The decline in vacancies was particularly pronounced in sectors such as retail, hospitality, and professional services, with smaller employers also disproportionately affected. The wholesale and retail trade sector experienced the largest decrease, with vacancies down by 13,000, while the hospitality sector saw a reduction of 10,000 openings over the same period.
Despite the contraction in vacancies, the UK’s unemployment rate edged lower to 4.9% in the three months to April, down slightly from 5% in the preceding quarter. Payroll numbers declined by 53,000 in April to 30.3 million but showed a modest increase of 2,000 in a more recent estimate, which the ONS noted remains subject to revision. Meanwhile, wages growth held steady at 3.4% in the three months to April, outpacing inflation by 0.3 percentage points when accounting for the Consumer Prices Index.
The ONS highlighted that private sector earnings growth slowed to its lowest level in six years, at 2.9%. This softening in the labor market coincides with firms facing elevated operating costs following government policy changes, including an increase in employee national insurance contributions introduced in April of the previous year and above-inflation rises in the minimum wage.
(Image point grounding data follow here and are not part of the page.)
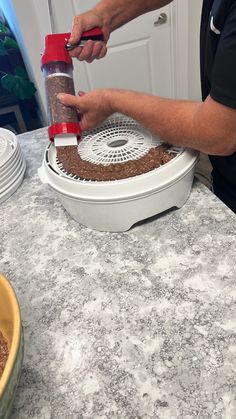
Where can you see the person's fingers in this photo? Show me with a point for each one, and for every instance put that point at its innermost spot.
(75, 52)
(102, 52)
(76, 31)
(97, 47)
(86, 51)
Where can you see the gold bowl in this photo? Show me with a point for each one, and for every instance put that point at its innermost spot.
(11, 328)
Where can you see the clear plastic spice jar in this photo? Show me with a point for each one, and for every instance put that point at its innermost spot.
(57, 69)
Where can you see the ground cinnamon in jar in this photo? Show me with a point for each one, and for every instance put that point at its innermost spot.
(4, 352)
(57, 112)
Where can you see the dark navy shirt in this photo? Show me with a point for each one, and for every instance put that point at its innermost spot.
(218, 79)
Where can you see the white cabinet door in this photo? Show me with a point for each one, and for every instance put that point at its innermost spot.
(139, 54)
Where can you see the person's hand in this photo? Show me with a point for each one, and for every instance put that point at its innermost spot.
(93, 107)
(91, 50)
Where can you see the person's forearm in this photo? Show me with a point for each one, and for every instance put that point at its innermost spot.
(182, 123)
(116, 13)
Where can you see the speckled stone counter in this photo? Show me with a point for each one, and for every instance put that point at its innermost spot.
(140, 324)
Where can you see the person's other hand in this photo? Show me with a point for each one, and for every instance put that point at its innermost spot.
(91, 50)
(93, 107)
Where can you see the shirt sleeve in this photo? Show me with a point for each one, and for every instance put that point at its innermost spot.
(223, 82)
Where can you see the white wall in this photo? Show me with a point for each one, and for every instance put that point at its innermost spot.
(194, 17)
(30, 27)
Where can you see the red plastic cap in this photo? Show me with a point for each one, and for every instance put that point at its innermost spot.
(55, 49)
(64, 128)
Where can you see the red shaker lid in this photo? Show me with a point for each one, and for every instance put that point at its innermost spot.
(55, 49)
(64, 128)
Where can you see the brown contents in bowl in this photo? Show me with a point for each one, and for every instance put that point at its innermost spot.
(73, 164)
(3, 353)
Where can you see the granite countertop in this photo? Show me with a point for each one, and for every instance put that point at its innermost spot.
(140, 324)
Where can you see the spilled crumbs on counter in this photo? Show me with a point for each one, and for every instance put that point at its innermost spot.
(4, 352)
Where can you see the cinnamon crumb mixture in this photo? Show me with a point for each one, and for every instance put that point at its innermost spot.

The survey suggested that some companies have paused recruitment as a result of these pressures. Liz McKeown, ONS director of economic statistics, described the labor market as broadly stable but noted "further softening evident in some measures," with new hires at the lowest level in five years and indications that some workers are transitioning into self-employment.
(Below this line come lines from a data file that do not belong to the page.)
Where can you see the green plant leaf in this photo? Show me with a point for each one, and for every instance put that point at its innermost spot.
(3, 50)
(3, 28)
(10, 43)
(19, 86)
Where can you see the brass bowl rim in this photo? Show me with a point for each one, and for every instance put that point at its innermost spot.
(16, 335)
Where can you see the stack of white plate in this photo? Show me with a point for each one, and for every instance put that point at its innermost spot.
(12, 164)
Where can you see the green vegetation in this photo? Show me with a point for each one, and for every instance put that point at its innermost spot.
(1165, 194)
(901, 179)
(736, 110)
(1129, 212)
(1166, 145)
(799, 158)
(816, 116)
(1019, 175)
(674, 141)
The impact of higher staff costs has been felt acutely in sectors heavily reliant on employee labor. For example, AO World recently cited government measures increasing staff expenses as a factor in its decision to relocate hundreds of jobs overseas. This reflects broader caution among UK employers as they navigate inflationary pressures, interest rate considerations, and the evolving economic outlook. The data was published shortly before the Bank of England’s decision to maintain the base interest rate at 3.75%.
Overall, these trends suggest that while the UK labor market remains resilient in some respects, employers are becoming more cautious about recruitment amid ongoing economic challenges.